Portrait photography lens choice is really critically important in portrait photography. Most portrait photographers reach for their 85mm or 105mm lens when heading out on a shoot. These focal lengths give a nice, realistic look to the subjects. However, I find myself drawn to portraits that have a surreal look to them. Also, wide-angle lenses require you to shoot close to your subject, which also brings your viewer into the scene.
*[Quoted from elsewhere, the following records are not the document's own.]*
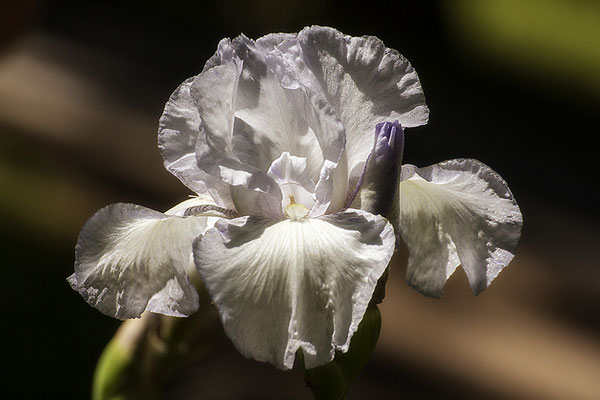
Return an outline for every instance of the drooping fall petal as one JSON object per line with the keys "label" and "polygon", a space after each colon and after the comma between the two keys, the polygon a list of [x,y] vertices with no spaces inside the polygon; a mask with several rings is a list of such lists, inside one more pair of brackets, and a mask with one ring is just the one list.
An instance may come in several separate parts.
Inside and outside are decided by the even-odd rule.
{"label": "drooping fall petal", "polygon": [[196,267],[238,350],[289,369],[346,351],[394,251],[380,216],[221,221],[194,243]]}
{"label": "drooping fall petal", "polygon": [[477,160],[402,166],[397,229],[409,251],[408,283],[441,297],[462,265],[478,294],[512,260],[523,219],[506,182]]}
{"label": "drooping fall petal", "polygon": [[216,219],[171,216],[135,204],[107,206],[81,229],[69,283],[115,318],[139,317],[145,310],[187,316],[198,309],[188,278],[192,241]]}

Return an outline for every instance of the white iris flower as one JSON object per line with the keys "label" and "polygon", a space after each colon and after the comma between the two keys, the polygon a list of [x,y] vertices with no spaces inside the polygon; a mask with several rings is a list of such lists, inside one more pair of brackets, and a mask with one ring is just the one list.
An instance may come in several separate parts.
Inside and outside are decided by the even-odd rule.
{"label": "white iris flower", "polygon": [[98,211],[69,282],[116,318],[187,316],[195,269],[239,351],[284,369],[298,349],[307,368],[348,349],[395,249],[375,213],[417,290],[441,296],[462,265],[478,293],[513,257],[521,214],[478,161],[400,172],[402,128],[428,113],[414,69],[375,37],[225,39],[160,120],[165,166],[198,197]]}

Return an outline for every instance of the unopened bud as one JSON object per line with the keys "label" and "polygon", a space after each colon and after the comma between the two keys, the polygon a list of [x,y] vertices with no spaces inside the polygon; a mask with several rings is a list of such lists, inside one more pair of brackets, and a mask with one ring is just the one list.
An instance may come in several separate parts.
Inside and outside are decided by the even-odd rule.
{"label": "unopened bud", "polygon": [[404,129],[398,121],[375,126],[373,150],[358,190],[360,208],[387,216],[394,204],[404,150]]}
The first step is to leave your 85mm or 105mm in the bag, and grab a wide angle lens. Most of the portrait photography. For me, this focal length is the perfect blend of reality and distortion. If you shoot much wider, elements closer to the lens, such as arms and hands, look too big or elongated. Also, wider focal lengths mean a much bigger background, which is usually not desirable. Your subject is paramount. The Indonesian dockworker is amazing. On the other hand, you could spend all day photographing me on the same dock, in front of the same ships, and have nothing but tossers at the end of the day. Clothing is critically important. If your 90 year old rural villager is wearing a hat that says, I Love New York – then you will want to politely ask him to take it off, or at least turn it around for the picture. The point is, don’t let out of context clothing ruin or weaken your shot.
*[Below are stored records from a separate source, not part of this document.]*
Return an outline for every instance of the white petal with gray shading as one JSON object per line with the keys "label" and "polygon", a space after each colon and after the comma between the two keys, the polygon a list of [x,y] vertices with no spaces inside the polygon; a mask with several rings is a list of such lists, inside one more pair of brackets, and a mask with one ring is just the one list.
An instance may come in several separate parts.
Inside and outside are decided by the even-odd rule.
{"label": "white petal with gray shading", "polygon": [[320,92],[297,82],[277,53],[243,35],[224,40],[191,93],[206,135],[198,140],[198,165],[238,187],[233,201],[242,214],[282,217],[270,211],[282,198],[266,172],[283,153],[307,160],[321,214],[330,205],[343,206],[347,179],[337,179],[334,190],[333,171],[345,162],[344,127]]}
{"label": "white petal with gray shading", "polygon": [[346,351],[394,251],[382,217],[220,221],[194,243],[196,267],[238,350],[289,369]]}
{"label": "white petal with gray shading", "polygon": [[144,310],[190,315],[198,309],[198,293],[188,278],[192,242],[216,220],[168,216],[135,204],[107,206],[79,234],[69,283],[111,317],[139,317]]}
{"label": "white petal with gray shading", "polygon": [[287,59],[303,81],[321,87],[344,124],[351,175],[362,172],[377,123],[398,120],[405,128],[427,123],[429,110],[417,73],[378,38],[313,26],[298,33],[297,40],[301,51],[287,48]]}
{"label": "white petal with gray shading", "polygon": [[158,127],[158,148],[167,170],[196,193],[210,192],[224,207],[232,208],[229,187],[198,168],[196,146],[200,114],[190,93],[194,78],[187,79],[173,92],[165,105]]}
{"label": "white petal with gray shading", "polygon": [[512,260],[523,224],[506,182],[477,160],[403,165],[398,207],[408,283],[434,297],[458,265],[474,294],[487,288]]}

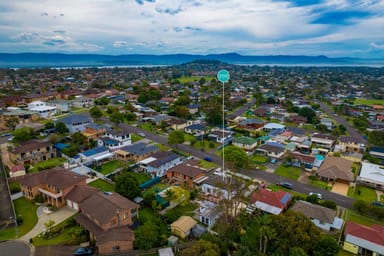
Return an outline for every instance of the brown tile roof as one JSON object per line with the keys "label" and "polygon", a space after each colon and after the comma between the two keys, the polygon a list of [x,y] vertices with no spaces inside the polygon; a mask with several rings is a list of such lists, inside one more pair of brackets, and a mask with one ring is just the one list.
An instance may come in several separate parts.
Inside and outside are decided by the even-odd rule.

Background Portrait Photography
Always remember, your background must be non distracting. Although you can easily isolate your subject with a longer focal length, the background becomes a major consideration with wide angle portraits. Beginner, and even intermediate photographers, can overlook even some obvious distractions in the background. You have probably seen them before – trees that look like they are growing out of the subject’s head, patchy spots of bright light in the scene, colorful objects, straight lines and geometric shapes. You essentially don’t want anything that competes with your subject for attention.